Relay-Version: version B 2.10 5/3/83; site utzoo.UUCP
Path: utzoo!watmath!clyde!caip!rutgers!seismo!brl-adm!brl-smoke!gwyn
From: gwyn@brl-smoke.ARPA (Doug Gwyn )
Newsgroups: net.unix-wizards
Subject: Re: Which commands (in /bin & /usr/bin) must have set user ID (for root)
Message-ID: <4783@brl-smoke.ARPA>
Date: Tue, 21-Oct-86 12:15:59 EDT
Article-I.D.: brl-smok.4783
Posted: Tue Oct 21 12:15:59 1986
Date-Received: Wed, 22-Oct-86 05:31:27 EDT
References: <115@tijc02.UUCP> <735@hropus.UUCP> <32@popeye.UUCP>
Reply-To: gwyn@brl.arpa (Doug Gwyn (VLD/VMB) <gwyn>)
Organization: Ballistic Research Lab (BRL), APG, MD.
Lines: 9

In article <32@popeye.UUCP> sherm@popeye.UUCP (62545456-Paul A. Sherman;LZ 3E-303;6316) writes:
>I think that /etc should remain mode 775, group sys, as distributed.  
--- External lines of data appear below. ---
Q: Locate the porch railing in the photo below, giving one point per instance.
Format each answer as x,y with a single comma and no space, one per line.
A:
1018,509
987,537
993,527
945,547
Please note that, from a security standpoint, this has given any "sys" group
member (or set-gid "sys" process) super-user access if it chooses to exploit it.

Also note that "ps" need not have write permission on /etc in order to rewrite
/etc/ps_data.  (If so desired, the file could be locked during rewrite so that
concurrent "ps"es wouldn't trip over each other.)